槙村さとる ( まきむら・さとる ) … マンガ家。フィギュアスケートやジャズダンス等を題材にしたマンガが多いらしい。

私が小学生3年か4年の頃だったでしょうか、クラスの教室に、マンガや小説等の本が何冊か棚に置かれてあり、全員気兼ねなく借りて読めるようになっていました。

その中…だったと思いますが、「槙村さとる」のマンガもあり、ある日何気なく手に取り読み進めていくうち…時間が経つのも忘れてしまう程、夢中になったんですね。

タイトルは…「愛のアランフェス」…かな?。曖昧だけれど、はっきり記憶しているのは、「槙村さとる」のマンガだということ。

確か、

・題材はペア競技。

・厳しい鍛練あり。

・ペアを組んだ途中から、恋愛関係に。

・恋愛関係に至ったことで、どうしても気持ちが相手に依存しがちになり「競技」としてのペアの続行に、暗雲がかかる…。

・これ以上ペアを続けるのは、二人のために良くないので、お互い離れる…。
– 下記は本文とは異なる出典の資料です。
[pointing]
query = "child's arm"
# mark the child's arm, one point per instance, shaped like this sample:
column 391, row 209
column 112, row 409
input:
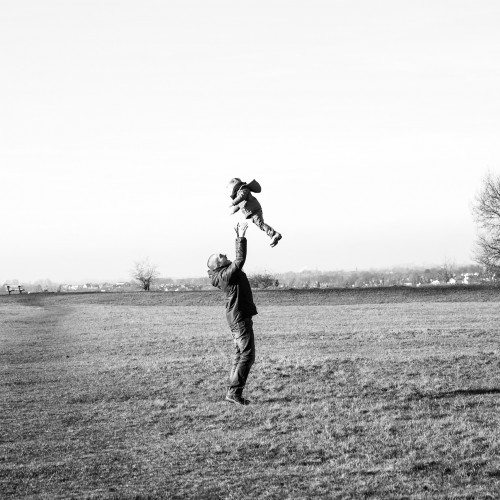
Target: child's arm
column 242, row 195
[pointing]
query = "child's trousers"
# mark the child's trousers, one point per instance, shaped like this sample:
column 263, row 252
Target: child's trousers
column 258, row 220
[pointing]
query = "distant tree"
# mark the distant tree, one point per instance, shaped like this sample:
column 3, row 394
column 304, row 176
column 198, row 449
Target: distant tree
column 446, row 272
column 486, row 212
column 145, row 273
column 263, row 280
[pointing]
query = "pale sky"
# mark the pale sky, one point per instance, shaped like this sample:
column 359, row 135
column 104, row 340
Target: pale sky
column 369, row 125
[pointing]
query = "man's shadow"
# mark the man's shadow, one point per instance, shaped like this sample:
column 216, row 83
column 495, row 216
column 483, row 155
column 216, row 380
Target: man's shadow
column 456, row 393
column 464, row 392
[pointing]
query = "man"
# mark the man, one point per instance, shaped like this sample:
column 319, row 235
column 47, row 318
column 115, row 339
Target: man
column 230, row 278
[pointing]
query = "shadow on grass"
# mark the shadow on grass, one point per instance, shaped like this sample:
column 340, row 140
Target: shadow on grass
column 457, row 392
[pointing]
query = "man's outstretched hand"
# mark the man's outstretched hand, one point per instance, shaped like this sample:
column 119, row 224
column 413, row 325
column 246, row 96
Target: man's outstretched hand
column 241, row 229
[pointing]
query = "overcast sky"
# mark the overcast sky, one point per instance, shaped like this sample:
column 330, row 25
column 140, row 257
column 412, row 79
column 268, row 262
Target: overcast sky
column 369, row 125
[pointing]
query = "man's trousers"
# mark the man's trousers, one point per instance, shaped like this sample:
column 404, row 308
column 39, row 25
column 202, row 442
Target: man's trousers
column 244, row 355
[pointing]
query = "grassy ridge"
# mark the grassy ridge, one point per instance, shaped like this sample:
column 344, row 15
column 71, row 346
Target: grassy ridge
column 285, row 297
column 110, row 400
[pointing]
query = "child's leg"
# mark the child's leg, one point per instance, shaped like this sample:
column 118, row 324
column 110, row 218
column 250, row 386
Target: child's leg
column 258, row 220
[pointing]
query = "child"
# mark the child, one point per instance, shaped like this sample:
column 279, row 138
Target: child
column 241, row 194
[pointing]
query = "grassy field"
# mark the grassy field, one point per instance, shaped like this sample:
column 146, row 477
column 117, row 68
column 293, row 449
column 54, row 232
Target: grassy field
column 372, row 393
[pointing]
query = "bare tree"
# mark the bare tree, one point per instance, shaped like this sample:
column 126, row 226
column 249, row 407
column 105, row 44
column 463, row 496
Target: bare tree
column 145, row 273
column 486, row 212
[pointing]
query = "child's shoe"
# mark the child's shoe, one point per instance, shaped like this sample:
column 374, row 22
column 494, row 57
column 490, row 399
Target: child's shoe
column 276, row 238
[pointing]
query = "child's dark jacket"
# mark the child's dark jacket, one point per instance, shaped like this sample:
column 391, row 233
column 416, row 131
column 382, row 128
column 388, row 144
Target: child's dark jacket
column 244, row 200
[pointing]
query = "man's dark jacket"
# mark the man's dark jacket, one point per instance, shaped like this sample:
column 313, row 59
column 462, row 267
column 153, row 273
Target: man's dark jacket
column 234, row 283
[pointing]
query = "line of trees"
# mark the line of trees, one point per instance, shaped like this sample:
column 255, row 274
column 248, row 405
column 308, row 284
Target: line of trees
column 486, row 212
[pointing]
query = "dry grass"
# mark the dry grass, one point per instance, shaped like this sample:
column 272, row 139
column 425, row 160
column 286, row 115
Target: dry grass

お互いの意思で離れたか、離れさせられたかは、ちょっと記憶にないですが…。

こうした内容が盛り込まれていたと思います。

その前後に、当時、子供ながらに偉く「驚いた」シーンがあります。

・ある日何かの大会で、あり得ないけれど、同時刻の同じタイミングで、ペアだった二人が、「シングル」として、演技を開始。

・すると…一緒に踊っていない二人が、お互いシングルで演技しているはずの二人が、要所要所での技、シットスピン等…が、数秒たりとも違わず、同じタイミングで滑っている…。

このようなシーンが、あったんです。マンガの世界と分かっていながらも、本当に驚きましたね。

いくら気持ちが通いあっていても、別々に演じて寸分違わぬというのは…今なら、「宝くじ当てるより、あり得ない」と、ツッコミを入れるところですが、当時は、子供でしたから、「この人達、凄〜い!」

素直に、純粋に、感動したのを、ふと思い出しました。

ペア競技というのは、シングルと同じ要素もありますが、

・女性を頭上高く持ち上げるリフト

・女性がジャンプするタイミングに合わせて、男性が女性を投げるように離すスロウジャンプ

・男性が円の中心軸になり、片手で女性を引っ張るように支え、女性はコンパスのように氷面に身体を近付けて円を描き滑る、デススパイラル

といった、力技もあります。

槙村ワールドのようなペア選手は、まだ日本にはいません。

最近になって、高橋成美マーヴィン・トラン組という、日本ペア界期待の星が頑張っていますが、日本では、なかなかペアやアイスダンスが、育ちません。

様々な原因があるようですが、その中に、幼少期からの男女の関わり方が、あるようです。

海外では、挨拶でハグしたり、頬を寄せたりは、珍しくない普通のことでしょうけど、日本においては、日常茶飯事ではない。

ペアやアイスダンスを育成するには、「相性」もあるでしょうけど、それ以前に、「異性と組む」ことに対する「価値観」とでも言うのでしょうか、なかなかそこに価値を見いだせないことも、あるのでしょう。

日本古来の慣習といいますか…。

※勿論、他にも理由はありますが、今回は割愛します。

日本の男女シングルが世界レベルになってきたのを境にか、ペアやアイスダンスを地上波放送で見る機会が、減ってしまった気がします。視聴率やスポンサーの関係もあるでしょうが、日本の選手じゃなくても、「トップレベル」の選手は、シングルに限らず見たいのですがね…。

槙村さとるのマンガでは、ペアの二人が、どんな結末を迎えたのか…興味のある方は、古本屋さんを覗いてみてください。